EvaluateRagAnswerCorrectness 2025.5.31.15¶

Bundle¶

com.snowflake.openflow.runtime | runtime-rag-evaluation-processors-nar

Description¶

Evaluates the correctness of generated answers in a Retrieval-Augmented Generation (RAG) context by computing metrics such as F1 score, cosine similarity, and answer correctness.

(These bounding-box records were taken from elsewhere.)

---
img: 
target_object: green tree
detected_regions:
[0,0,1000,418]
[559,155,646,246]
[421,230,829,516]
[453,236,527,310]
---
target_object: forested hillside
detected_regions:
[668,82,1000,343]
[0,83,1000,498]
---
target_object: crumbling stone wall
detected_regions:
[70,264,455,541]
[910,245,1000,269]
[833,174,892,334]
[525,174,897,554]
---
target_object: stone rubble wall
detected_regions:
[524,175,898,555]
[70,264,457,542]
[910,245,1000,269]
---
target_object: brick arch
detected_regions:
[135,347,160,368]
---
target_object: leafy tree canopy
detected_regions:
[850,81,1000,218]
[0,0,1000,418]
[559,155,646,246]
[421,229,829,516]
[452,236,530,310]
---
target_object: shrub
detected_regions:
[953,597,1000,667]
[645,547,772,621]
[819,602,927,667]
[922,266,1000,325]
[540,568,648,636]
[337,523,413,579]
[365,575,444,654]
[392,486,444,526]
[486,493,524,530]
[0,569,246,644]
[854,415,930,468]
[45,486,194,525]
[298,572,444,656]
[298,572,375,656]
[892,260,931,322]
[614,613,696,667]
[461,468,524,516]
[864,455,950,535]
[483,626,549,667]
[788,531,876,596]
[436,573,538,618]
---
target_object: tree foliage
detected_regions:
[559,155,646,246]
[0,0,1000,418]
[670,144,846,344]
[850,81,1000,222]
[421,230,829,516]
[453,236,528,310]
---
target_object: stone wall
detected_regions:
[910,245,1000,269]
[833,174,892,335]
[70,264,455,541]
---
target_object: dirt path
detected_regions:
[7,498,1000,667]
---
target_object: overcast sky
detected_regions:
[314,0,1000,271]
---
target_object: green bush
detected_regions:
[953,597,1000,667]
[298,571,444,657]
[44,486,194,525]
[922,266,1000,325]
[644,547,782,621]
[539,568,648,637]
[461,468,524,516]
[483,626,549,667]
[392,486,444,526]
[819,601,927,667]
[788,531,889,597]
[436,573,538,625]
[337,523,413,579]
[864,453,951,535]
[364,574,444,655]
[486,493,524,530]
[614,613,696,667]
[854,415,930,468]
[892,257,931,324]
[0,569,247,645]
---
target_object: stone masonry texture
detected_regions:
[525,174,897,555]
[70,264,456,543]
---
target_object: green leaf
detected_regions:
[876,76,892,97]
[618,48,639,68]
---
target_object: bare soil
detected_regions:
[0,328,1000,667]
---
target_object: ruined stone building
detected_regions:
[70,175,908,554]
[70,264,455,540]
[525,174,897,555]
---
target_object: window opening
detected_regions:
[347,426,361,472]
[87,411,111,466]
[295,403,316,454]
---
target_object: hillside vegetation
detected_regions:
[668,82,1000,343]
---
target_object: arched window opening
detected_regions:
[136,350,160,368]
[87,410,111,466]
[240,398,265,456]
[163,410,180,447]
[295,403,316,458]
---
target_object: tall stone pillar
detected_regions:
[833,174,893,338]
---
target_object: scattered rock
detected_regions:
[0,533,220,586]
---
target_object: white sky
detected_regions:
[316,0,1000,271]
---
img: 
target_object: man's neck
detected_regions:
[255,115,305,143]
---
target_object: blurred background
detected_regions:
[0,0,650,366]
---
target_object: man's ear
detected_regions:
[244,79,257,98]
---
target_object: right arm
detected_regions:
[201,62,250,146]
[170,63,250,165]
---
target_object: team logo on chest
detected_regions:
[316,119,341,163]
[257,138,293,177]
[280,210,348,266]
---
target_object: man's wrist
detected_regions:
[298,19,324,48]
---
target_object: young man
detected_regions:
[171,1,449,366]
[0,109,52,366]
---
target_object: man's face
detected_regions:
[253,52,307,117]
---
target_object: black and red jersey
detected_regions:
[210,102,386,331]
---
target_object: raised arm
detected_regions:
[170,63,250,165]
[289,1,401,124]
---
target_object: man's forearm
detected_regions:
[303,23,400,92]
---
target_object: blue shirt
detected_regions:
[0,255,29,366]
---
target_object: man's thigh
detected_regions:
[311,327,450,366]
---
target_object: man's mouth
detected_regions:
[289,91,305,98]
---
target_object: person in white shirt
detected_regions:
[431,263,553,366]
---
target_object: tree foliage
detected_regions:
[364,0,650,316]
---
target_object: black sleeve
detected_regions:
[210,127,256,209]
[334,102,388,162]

The processor uses an LLM (e.g., OpenAI’s GPT) to assess the generated answer against the ground truth.

Tags¶

ai, answer correctness, evaluation, llm, nlp, openai, openflow, rag

Input Requirement¶

REQUIRED

Supports Sensitive Dynamic Properties¶

false

Properties¶

Property	Description
Cosine Similarity Weight	The weight to apply to the cosine similarity when calculating answer correctness (between 0.0 and 1.0)
Evaluation Results Record Path	The RecordPath to write the results of the evaluation to.
F1 Score Weight	The weight to apply to the F1 score when calculating answer correctness (between 0.0 and 1.0)
Generated Answer Record Path	The path to the answer field in the record
Generated Answer Vector Record Path	The path to the answer vector field in the record.
Ground Truth Record Path	The RecordPath to the ground truth field in the record.
Ground Truth Vector Record Path	The path to the ground truth vector field in the record.
LLM Provider Service	The provider service for sending evaluation prompts to LLM
Question Record Path	The RecordPath to the question field in the record.
Record Reader	The Record Reader to use for reading the FlowFile.
Record Writer	The Record Writer to use for writing the results.

Relationships¶

Name	Description
failure	FlowFiles that cannot be processed are routed to this relationship
success	FlowFiles that are successfully processed are routed to this relationship

Writes attributes¶

Name	Description
average.f1Score	The average F1 score computed over all records.
average.cosineSim	The average cosine similarity between the ground truth and answer embeddings.
average.answerCorrectness	The average answer correctness score computed over all records.
json.parse.failures	Number of JSON parse failures encountered.

Use cases¶

Use this processor to assess the quality of answers generated by an LLM in comparison to ground truth answers, providing metrics that can be used for monitoring and improving the performance of RAG systems.